Projeto Vidas que Ficam
Quando uma mulher é vítima de feminicídio, a violência não termina naquele ato.
Filhos, pais, irmãos, cuidadores e familiares também passam a conviver com marcas profundas de trauma, ruptura e sofrimento.
São vidas atravessadas pela ausência, pelo medo e pela dificuldade de reconstruir vínculos após a violência.
Diante dessa realidade, o Instituto Contemporâneo firmou, em abril de 2026, uma parceria com a Defensoria Pública do Rio Grande do Sul, integrando o projeto “Vidas que Ficam”.

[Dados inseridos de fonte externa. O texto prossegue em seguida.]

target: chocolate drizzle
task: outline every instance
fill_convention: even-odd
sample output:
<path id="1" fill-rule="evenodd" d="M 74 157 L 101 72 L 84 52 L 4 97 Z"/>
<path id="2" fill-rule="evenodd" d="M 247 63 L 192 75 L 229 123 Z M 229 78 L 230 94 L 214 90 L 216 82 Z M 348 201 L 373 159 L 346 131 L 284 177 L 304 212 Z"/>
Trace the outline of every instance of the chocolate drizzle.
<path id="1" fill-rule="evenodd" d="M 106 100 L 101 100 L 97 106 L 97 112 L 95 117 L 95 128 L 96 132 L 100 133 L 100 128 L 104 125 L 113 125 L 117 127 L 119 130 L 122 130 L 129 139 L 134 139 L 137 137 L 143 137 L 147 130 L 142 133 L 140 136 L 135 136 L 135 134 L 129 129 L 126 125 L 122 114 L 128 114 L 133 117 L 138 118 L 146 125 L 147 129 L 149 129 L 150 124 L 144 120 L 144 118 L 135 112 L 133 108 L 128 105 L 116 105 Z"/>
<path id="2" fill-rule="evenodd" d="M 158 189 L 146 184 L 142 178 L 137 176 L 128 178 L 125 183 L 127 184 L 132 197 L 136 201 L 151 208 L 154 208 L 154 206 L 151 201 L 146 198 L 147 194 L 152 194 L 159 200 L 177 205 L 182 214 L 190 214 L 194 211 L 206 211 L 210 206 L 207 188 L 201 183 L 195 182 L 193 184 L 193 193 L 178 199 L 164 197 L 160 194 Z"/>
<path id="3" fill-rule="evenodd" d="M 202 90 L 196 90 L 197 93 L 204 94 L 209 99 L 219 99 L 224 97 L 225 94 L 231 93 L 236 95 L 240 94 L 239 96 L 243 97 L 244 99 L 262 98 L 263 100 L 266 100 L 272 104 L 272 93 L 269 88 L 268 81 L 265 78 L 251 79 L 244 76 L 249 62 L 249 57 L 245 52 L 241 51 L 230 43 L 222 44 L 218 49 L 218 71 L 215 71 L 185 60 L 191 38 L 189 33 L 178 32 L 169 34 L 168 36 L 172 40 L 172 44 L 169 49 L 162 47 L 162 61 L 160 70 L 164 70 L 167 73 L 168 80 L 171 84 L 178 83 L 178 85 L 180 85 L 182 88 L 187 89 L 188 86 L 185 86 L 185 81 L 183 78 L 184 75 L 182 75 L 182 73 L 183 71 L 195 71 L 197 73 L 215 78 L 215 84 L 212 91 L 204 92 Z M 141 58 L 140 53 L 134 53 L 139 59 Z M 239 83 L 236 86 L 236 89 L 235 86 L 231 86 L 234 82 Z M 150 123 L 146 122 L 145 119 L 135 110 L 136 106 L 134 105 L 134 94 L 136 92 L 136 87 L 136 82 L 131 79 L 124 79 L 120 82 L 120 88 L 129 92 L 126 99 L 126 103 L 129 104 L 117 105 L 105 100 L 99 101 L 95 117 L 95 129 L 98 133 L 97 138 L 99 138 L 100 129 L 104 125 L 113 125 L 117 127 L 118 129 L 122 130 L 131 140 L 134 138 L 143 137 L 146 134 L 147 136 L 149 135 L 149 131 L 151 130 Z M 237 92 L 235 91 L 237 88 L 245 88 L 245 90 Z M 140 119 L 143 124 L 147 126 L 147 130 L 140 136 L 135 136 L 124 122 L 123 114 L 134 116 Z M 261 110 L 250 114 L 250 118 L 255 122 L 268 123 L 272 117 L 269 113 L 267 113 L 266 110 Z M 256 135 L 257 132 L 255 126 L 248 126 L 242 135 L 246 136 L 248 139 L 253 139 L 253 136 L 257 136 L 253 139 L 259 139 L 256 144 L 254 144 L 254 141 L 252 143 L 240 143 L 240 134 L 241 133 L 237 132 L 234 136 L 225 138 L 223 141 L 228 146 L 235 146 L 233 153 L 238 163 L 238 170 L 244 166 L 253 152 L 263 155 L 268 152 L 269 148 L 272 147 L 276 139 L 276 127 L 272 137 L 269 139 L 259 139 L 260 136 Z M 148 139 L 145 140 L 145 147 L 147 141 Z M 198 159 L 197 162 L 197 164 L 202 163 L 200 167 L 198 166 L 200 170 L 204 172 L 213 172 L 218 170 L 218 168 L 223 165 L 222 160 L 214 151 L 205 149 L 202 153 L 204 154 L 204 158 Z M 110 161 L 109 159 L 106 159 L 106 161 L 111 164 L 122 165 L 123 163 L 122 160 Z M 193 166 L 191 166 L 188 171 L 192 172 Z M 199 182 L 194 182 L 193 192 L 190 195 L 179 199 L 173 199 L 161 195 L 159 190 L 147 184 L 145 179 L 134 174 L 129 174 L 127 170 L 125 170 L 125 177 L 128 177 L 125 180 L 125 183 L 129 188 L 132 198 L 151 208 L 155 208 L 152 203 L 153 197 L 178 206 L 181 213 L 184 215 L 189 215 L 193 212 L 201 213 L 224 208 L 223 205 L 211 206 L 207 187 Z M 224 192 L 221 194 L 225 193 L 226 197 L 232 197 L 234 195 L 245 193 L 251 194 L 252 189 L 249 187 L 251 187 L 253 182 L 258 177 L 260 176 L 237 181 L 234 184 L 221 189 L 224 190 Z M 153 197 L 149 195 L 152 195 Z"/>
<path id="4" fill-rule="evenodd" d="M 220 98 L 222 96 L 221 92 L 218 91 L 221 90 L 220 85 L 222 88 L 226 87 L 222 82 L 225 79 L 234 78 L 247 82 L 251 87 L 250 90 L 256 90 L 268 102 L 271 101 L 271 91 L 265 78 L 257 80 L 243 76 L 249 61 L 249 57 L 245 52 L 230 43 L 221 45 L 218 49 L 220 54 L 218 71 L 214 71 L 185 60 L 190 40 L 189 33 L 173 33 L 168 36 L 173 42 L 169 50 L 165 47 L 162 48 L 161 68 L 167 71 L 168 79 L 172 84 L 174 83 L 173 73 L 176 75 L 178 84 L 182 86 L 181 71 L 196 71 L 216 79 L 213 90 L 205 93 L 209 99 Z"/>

A iniciativa oferece acolhimento psicoterapêutico gratuito às vítimas indiretas do feminicídio, através de atendimentos realizados por profissionais do Instituto Contemporâneo com experiência clínica no trabalho com trauma, violência e sofrimento psíquico.







O QUE É O PROJETO?
O Projeto Vidas que Ficam nasce da necessidade de ampliar o cuidado às crianças, adolescentes e famílias impactadas pelo feminicídio.

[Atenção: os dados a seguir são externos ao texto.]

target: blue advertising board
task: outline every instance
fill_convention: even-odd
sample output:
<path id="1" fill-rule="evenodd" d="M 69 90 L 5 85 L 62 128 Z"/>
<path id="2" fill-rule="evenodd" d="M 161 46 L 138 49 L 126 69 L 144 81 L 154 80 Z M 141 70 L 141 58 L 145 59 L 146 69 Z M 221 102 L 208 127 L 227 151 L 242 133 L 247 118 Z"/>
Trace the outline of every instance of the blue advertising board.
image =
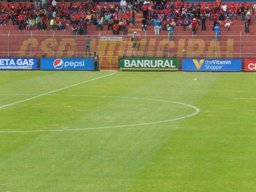
<path id="1" fill-rule="evenodd" d="M 241 59 L 182 59 L 183 71 L 241 71 Z"/>
<path id="2" fill-rule="evenodd" d="M 40 70 L 94 70 L 91 58 L 41 58 Z"/>
<path id="3" fill-rule="evenodd" d="M 0 70 L 36 70 L 37 58 L 0 58 Z"/>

Os encaminhamentos são realizados pelo Núcleo de Defesa dos Direitos da Criança e do Adolescente da Defensoria Pública do RS (NUDECA DPE/RS), responsável pela orientação jurídica e acompanhamento social das famílias.
A partir disso, os assistidos passam a receber acompanhamento psicológico especializado, de forma presencial e online, sem qualquer custo.
O PAPEL DO INSTITUTO CONTEMPORÂNEO
Há 28 anos, o Instituto Contemporâneo atua na formação, pesquisa e clínica em psicanálise e saúde mental.
Neste projeto, o Instituto coloca sua estrutura clínica e seus profissionais a serviço de uma demanda social urgente e profundamente delicada: o cuidado com aqueles que permanecem após a violência.
Mais do que oferecer atendimento psicológico, o projeto busca criar espaços de escuta, elaboração e reconstrução subjetiva diante de experiências marcadas pelo trauma e pela ruptura dos vínculos.
Essa parceria reafirma o compromisso ético e social do Contemporâneo com os sofrimentos contemporâneos e com a construção de práticas clínicas comprometidas com o cuidado humano.
Atendimento Especializado
Os atendimentos são realizados por profissionais qualificados e preparados para atuar em situações relacionadas a:
- Trauma psicológico
- Violência contra mulheres
- Luto
- Rupturas familiares
- Sofrimento infantil e adolescente
- Impactos psíquicos da violência
Os acolhimentos podem ocorrer de forma presencial ou online, conforme a necessidade de cada família.
Porque cuidar daqueles que ficam também é enfrentar a violência
O feminicídio deixa marcas que ultrapassam o momento da perda.
Cuidar das vítimas indiretas é também construir possibilidades de elaboração, proteção e desenvolvimento emocional para crianças, adolescentes e famílias que tiveram suas histórias atravessadas pela violência.
O Projeto Vidas que Ficam nasce desse compromisso coletivo com a escuta, com o cuidado e com a vida.